Dans l’État d’Oaxaca comme dans les autres États de la République, quand
on parle avec les gens dans la rue, tous ont la même indignation vis-à-vis de cet assassin qui se cramponne au pouvoir au prix de dizaines de morts, et beaucoup ont la conviction que les années de soumission sont terminées, que maintenant le peuple ne se laissera plus tromper et abuser.
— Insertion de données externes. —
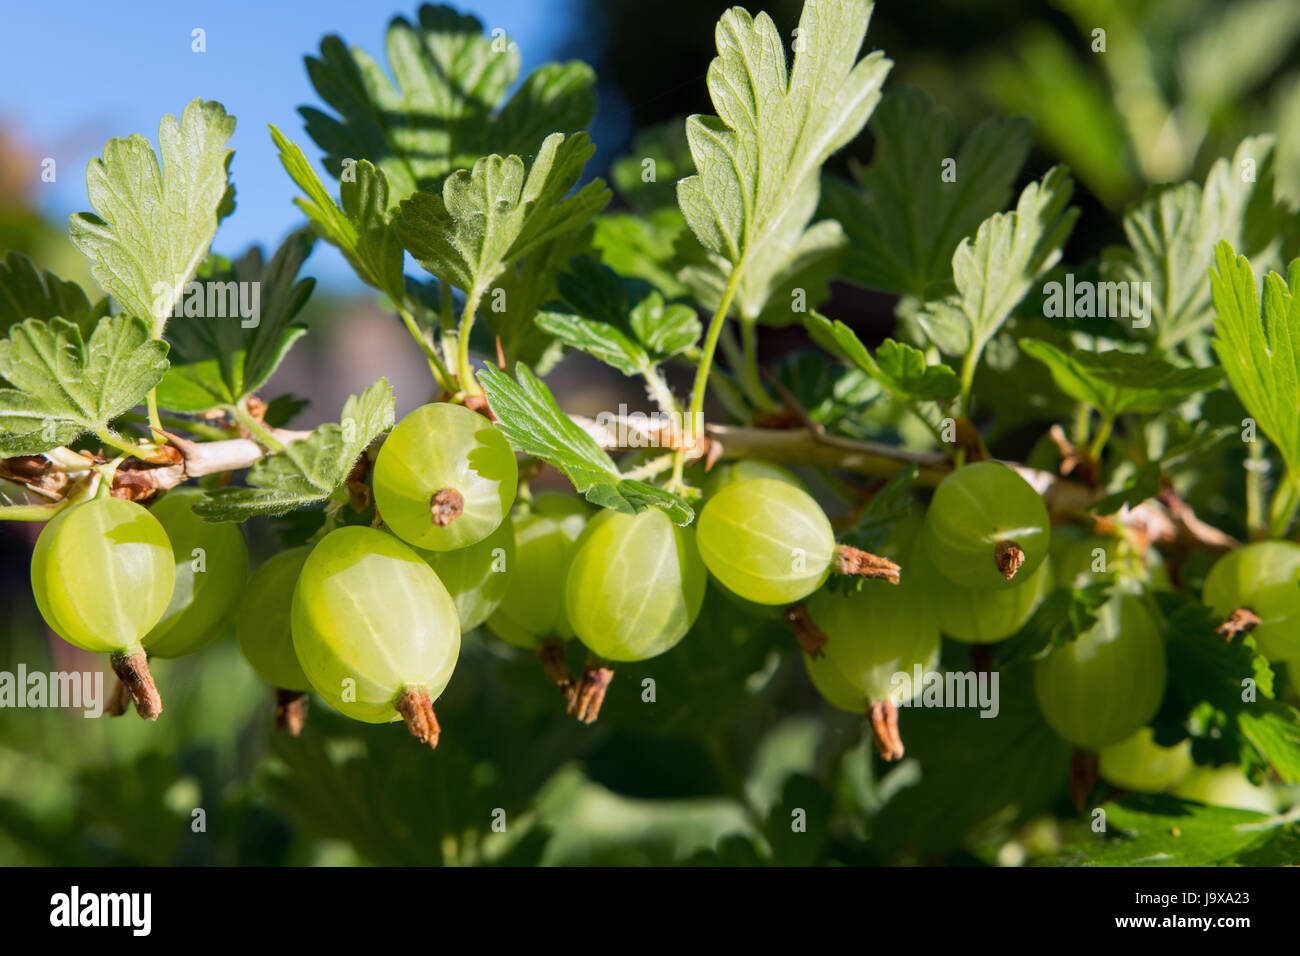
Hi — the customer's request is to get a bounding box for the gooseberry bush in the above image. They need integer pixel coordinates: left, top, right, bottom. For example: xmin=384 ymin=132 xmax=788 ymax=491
xmin=3 ymin=0 xmax=1300 ymax=867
Dans le monde, des manifestations et occupations ont eu lieu devant les
ambassades et consultats du Mexique, notamment à Vancouver, Los Angeles,
Boston, Chicago, Lima, Londres, Madrid, Barcelone, Milan et d’autres
villes d’Italie.

La situation actuelle

Le samedi 4, une partie des personnes arrêtées ont été libérées ; toutes
se plaignent de tortures physiques et psychologiques. L’armée occupe la
ville et a même reçu 2 000 effectifs supplémentaires pour assurer son
omniprésence. On dégage progressivement les carcasses de véhicules brûlés, les commerces rouvrent timidement, craignant encore des incursions de tireurs "non identifiés". Radio Universidad est toujours gardée par des barricades, l’état d’alerte se maintient (vendredi matin un groupe d’hommes armés a tiré sur les antennes mais sans les endommager suffisamment pour arrêter les émissions).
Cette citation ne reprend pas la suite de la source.